Monday, September 24, 2007

New media thrives off active consumption

While all of the articles commented on the roles we take as computer-augmentation beneficiaries (technobodies), none of them fully addressed the role of the programmer. Computer code may not require the most exquisite and efficient form conceivable, it certainly demands acceptable syntax and procedure. There becomes a conflict between the immaculate and the hack: a question of right/wrong even though both get the job done. This is pushed to "a relaxed attitude toward sentence fragments and typographic errors", leading to the assumption that we've forgotten how to write. Reading into the effects of technology on identity, Turkle comments that "computer science has contributed to [a] new way of talking": paths, like circuits, marked by the programs we run and how manipulate them. Like a good software program, the out identities must be multiple as we are forced to multi-task and diversify in order to survive. This is no longer a society of individualized, do-only-this-and-go-home career system. As e-media majors, especially, we must hone a plethora skills in order to be marketable. The cosmic implications are readily apparent within the program: your photo editor loads an entire toolkit of smaller applications designed to capture and refine your images, each likely coded by separate programmers. All of this runs on a system built of object on top of object, each determined to run properly without complete knowledge of the environment they are running within. We, too, act as objects within our own systems, and whatever control there is either given inherently in the form of permissions or taken by some exploitation of the working environ. Turkle points out how these program politics have manifested themselves through MUD hackers like Mr. Bungle: whose understanding of the command system allowed him to digitally rape other users. Even the programmers, the assumed gods of the medium, did not have the panoptic ability to observe every bitwise movement of the attacker. Internet content is much like any other artistic medium in that it can choose to integrate more than pure spectacle - it can assume mathematical, philosophical, and political positions, as well intrinsic flaws.
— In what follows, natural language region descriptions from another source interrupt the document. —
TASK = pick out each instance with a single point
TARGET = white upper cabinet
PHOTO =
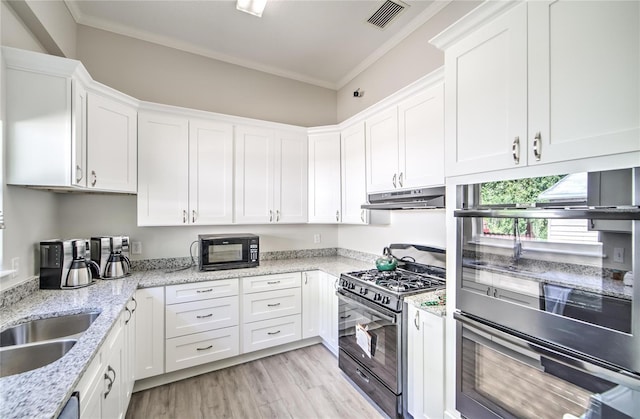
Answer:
(185, 171)
(270, 176)
(584, 79)
(405, 143)
(324, 177)
(543, 82)
(65, 131)
(112, 134)
(353, 170)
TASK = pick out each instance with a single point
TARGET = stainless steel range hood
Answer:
(421, 198)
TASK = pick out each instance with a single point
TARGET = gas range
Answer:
(388, 288)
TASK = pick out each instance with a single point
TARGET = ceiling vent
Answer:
(386, 13)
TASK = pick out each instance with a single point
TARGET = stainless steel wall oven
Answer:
(548, 288)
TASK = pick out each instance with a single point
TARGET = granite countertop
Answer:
(43, 392)
(433, 302)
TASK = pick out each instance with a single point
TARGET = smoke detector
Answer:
(386, 13)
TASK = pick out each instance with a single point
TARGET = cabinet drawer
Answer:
(271, 304)
(200, 348)
(201, 291)
(267, 333)
(200, 316)
(271, 282)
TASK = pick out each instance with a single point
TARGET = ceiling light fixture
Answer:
(253, 7)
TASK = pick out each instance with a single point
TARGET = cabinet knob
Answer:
(79, 173)
(515, 150)
(537, 145)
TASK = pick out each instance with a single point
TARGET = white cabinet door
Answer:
(382, 151)
(79, 135)
(425, 364)
(150, 340)
(324, 178)
(421, 132)
(291, 184)
(311, 301)
(584, 79)
(112, 134)
(353, 171)
(486, 96)
(163, 193)
(113, 368)
(254, 175)
(210, 172)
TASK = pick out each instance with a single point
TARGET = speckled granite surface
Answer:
(431, 301)
(41, 393)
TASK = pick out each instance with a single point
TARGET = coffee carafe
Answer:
(118, 265)
(82, 271)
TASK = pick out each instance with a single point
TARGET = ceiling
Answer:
(322, 42)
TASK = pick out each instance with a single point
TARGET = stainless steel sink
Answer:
(19, 359)
(47, 329)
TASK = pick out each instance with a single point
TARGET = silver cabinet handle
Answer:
(537, 145)
(204, 349)
(515, 150)
(201, 291)
(79, 173)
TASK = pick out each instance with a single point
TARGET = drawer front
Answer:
(271, 304)
(271, 282)
(201, 291)
(268, 333)
(200, 348)
(200, 316)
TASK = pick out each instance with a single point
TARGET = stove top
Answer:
(388, 288)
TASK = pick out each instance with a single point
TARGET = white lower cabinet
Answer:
(271, 311)
(328, 312)
(149, 332)
(425, 364)
(102, 387)
(201, 328)
(200, 348)
(310, 304)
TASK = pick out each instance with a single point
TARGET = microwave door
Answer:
(505, 376)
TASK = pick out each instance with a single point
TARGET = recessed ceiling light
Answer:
(253, 7)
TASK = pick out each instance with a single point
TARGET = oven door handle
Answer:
(573, 360)
(379, 311)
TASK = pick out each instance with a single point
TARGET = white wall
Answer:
(161, 74)
(426, 227)
(413, 58)
(86, 215)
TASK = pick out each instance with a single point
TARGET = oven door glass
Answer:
(500, 376)
(371, 336)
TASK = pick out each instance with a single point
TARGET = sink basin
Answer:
(47, 329)
(19, 359)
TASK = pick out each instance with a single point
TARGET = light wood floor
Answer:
(305, 383)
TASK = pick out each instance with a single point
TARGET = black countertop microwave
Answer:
(228, 251)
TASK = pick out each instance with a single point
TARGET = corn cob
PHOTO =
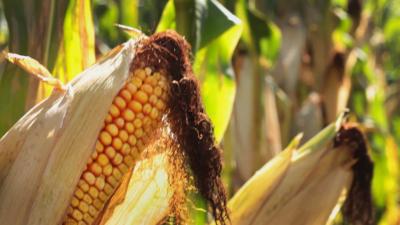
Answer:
(130, 125)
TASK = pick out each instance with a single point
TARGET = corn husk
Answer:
(304, 186)
(43, 155)
(147, 195)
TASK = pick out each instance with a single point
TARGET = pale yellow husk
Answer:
(298, 186)
(43, 154)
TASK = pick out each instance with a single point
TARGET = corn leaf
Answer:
(41, 147)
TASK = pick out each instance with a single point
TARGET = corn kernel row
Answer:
(133, 117)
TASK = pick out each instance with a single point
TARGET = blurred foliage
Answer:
(304, 52)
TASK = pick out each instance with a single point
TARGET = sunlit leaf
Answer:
(76, 51)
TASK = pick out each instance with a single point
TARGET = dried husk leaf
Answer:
(148, 195)
(43, 155)
(316, 177)
(246, 200)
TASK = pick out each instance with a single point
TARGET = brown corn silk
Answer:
(92, 126)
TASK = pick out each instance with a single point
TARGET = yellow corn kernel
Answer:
(110, 152)
(154, 113)
(128, 160)
(123, 135)
(126, 149)
(135, 106)
(112, 181)
(99, 147)
(117, 174)
(126, 94)
(158, 91)
(117, 159)
(108, 189)
(117, 143)
(132, 140)
(120, 122)
(74, 202)
(136, 81)
(87, 218)
(87, 199)
(147, 88)
(123, 168)
(141, 97)
(114, 111)
(92, 210)
(94, 193)
(148, 71)
(131, 88)
(97, 203)
(128, 115)
(77, 215)
(100, 182)
(103, 160)
(157, 76)
(137, 123)
(96, 169)
(151, 80)
(153, 99)
(105, 138)
(108, 118)
(139, 133)
(103, 196)
(89, 177)
(112, 129)
(107, 170)
(140, 73)
(146, 108)
(83, 206)
(120, 102)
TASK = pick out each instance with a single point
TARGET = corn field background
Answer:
(268, 70)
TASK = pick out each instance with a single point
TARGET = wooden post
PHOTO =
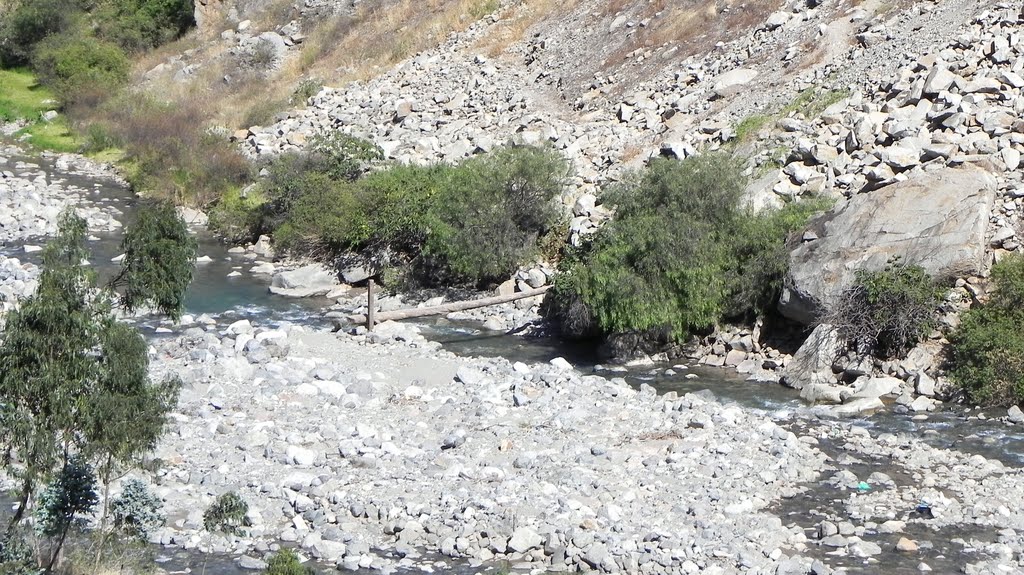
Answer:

With every new digital structure there becomes greater opportunity and choice. You are the child of binary; embrace your future.

1 comment:

Nathan Epley said...

Those with elite tech skills do seem to end up on the top of the heap online. You could relate this to Hiro's preeminence on the metaverse, or to the sort of hacks Andy is talking about, where those who know the systems best can also game the system to their advantage. Also connected is the sort of arrogance that the l33t feel in relation to the noob, an arrogance that has already been discussed (exhibited?) on this blog.